В конце 1962 г. Александер, председательствуя на бурном заседании, задал вопрос, который не звучал уже тридцать лет: должен ли Дом Моргана вернуться к андеррайтингу, на этот раз в Париже? В результате решения, вызвавшего легкое удивление на 23-й Стене - удивление, которое банкиры держали при себе, - ФРС приняла предварительное решение о том, что закон Гласса-Стиголла не будет представлять никаких препятствий за пределами Соединенных Штатов. Но выдержит ли оно юридическую проверку? Люди были настороже. Эван Гэлбрейт, в то время сотрудник банка, а впоследствии посол во Франции, вспоминает: "Другие высокопоставленные лица не хотели делать что-то, что могло бы быть расценено как приближение к границе законности". "Но Генри был весьма дальновиден в этом вопросе". Александр обошел комнату, выслушивая противоположные мнения. Наконец, преодолевая возражения, он сказал: "Ну, я думаю, это будет то, что вы называете деловым решением". План предусматривал создание новой парижской андеррайтинговой дочерней компании Morgan et Compagnie, Societe Anonyme, с Morgan Grenfell и Mees and Hope of Holland в качестве пассивных, миноритарных акционеров. (Название Morgan et Compagnie не использовалось с момента слияния с Guaranty.) Удовлетворенный своим американским бизнесом, Morgan Stanley отклонил это первое предложение выйти в Европу.

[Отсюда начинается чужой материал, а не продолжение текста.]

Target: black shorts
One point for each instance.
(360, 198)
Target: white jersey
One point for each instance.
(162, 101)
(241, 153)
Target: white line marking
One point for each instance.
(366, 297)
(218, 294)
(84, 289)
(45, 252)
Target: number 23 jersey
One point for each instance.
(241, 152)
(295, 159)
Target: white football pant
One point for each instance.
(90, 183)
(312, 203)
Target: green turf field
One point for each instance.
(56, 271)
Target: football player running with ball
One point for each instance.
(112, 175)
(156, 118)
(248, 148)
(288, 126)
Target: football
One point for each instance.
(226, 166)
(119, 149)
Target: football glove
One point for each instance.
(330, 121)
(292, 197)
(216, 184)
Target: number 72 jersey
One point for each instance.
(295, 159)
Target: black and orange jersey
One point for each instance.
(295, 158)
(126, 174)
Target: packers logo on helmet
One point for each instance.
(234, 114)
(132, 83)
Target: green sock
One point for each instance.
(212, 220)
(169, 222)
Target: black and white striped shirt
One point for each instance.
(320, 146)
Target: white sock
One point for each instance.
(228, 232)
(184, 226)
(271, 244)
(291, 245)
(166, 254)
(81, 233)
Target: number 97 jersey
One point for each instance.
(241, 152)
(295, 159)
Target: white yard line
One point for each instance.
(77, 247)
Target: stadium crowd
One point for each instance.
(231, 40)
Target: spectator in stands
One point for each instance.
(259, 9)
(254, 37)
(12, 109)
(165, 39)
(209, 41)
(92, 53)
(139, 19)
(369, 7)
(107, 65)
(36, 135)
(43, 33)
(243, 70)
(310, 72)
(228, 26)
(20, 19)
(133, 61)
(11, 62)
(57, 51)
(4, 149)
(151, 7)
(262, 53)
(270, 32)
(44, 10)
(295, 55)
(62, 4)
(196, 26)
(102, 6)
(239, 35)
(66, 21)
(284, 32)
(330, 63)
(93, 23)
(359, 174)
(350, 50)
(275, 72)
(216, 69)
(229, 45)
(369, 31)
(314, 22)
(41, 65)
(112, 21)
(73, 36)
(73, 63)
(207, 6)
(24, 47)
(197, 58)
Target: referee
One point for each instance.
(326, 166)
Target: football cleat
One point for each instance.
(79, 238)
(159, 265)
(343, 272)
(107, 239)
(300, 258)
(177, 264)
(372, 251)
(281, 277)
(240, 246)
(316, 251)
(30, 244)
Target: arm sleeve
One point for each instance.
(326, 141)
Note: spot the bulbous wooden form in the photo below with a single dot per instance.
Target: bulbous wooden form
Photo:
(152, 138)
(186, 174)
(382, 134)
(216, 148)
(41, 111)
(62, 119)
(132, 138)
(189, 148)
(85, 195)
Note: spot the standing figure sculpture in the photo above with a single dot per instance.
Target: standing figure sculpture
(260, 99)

18 июля 1963 г. Кеннеди предложил ввести налог на выравнивание процентных ставок, чтобы сдержать отток долларов. Устанавливая штрафные санкции за продажу американским инвесторам некоторых иностранных ценных бумаг, он стимулировал банки уходить за границу. Услышав эту новость, Александер предвидел переломный момент. Собрав во второй половине дня офицеров Morgan, он быстро и прозорливо сказал: "Этот день вы все запомните навсегда. Он изменит лицо американского банковского дела и заставит весь бизнес переместиться в Лондон. Потребуются годы, чтобы избавиться от этого законодательства". Два года спустя Линдон Б. Джонсон ввел добровольные ограничения на кредитование иностранных заемщиков и лично подчеркивал их важность на встречах в Белом доме с Гейтсом. Внезапно банковское дело за рубежом стало предпочтительным вариантом карьеры для амбициозных людей.